116. A 14-BAND INDUCTOR-LESS FREQUENCY SYNTHESIZER FOR MULTI-BAND OFDM UWB

Department: Electrical & Computer Engineering
Research Institute Affiliation: Center for Wireless Communications (CWC)
Faculty Advisor(s): Larry Larson

Primary Student
Name: Mohammad Farazian
Email: mfarazia@ucsd.edu
Phone: 858-344-2274
Grad Year: 2008

Abstract
This poster presents a fully integrated 14 band frequency synthesizer for Multi-Band Orthogonal Frequency Division Multiplexing (MB-OFDM) UWB which is implemented in a standard CMOS technology using a digital centric design methodology. In MB-OFDM UWB standard, the unlicensed band of 3.1GHz to 10.6GHz is divided into 14 sub bands of 528MHz. MB-OFDM UWB is a frequency hopping system and based on its requirements this synthesizer must be able to switch from one band to one another in less than 9.5ns. The most important bottle neck in implementing this frequency synthesizer is the required fast frequency switching time. Conventional approaches like using a single Phase Locked Loop (PLL) would require a very high reference frequency (in the range of several gigahertz) to meet this spec which is not practical. On the other hand using one PLL for each frequency band and switching by selection is not and efficient solution, if possible to implement. It will be a very costly approach and very hardware-inefficient. This method also suffers from undesired coupling between PLLs as well as frequency pulling because of having several Voltage Controlled Oscillators in one chip. Our approach is based on using just one on-chip Quadrature PLL and two levels of Single Side Band (SSB) mixing.
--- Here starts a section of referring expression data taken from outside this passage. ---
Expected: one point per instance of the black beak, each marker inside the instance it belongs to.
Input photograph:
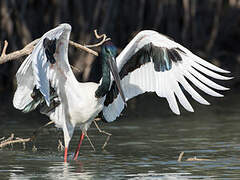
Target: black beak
(113, 68)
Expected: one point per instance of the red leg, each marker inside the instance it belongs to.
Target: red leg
(65, 155)
(78, 148)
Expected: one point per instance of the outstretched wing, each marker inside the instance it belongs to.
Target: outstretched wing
(42, 75)
(152, 62)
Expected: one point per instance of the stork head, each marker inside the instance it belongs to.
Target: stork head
(109, 53)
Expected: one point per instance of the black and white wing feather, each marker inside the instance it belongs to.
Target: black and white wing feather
(41, 77)
(152, 62)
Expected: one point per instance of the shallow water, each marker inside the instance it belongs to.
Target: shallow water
(145, 144)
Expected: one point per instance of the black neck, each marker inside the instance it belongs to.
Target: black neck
(105, 84)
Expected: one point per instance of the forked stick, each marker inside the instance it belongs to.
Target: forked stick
(104, 132)
(29, 48)
(104, 39)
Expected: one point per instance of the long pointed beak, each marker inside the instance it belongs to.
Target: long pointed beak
(113, 68)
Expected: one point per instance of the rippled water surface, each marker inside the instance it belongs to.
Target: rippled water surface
(145, 144)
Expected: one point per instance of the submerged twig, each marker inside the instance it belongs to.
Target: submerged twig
(192, 159)
(12, 140)
(180, 156)
(90, 142)
(104, 132)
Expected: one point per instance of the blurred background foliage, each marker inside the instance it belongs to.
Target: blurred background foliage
(209, 28)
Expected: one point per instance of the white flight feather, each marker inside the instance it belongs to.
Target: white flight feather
(166, 84)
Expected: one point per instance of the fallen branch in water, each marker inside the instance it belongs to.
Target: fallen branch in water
(192, 159)
(11, 140)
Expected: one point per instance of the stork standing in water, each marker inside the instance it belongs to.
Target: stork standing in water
(151, 62)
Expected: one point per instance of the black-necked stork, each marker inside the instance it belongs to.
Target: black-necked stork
(151, 62)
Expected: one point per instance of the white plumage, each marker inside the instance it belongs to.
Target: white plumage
(165, 84)
(78, 102)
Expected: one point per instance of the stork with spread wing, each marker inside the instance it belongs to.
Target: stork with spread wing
(151, 62)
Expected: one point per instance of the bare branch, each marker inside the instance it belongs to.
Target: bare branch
(10, 141)
(79, 46)
(104, 39)
(17, 54)
(29, 48)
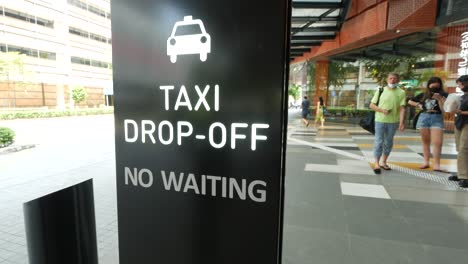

In this method the PLL runs at 7.128GHz and all the required frequencies for mixers are generated from PLL output by using some integer and fractional frequency dividers. To make this synthesizer compatible with standard digital CMOS technology we are avoiding using any on-chip inductor. It will reduce the active chip area and the overall cost but will bring a lot of difficulties with spurs mitigation. In this research we are trying to suppress the spurs by Linearization of mixers and using Poly-Phase Filters. This synthesizer is implemented in CMOS 0.13um technology and generates all the required center frequencies and can frequency switch in less than 6 ns while consuming 150mW from a 1.2V supply.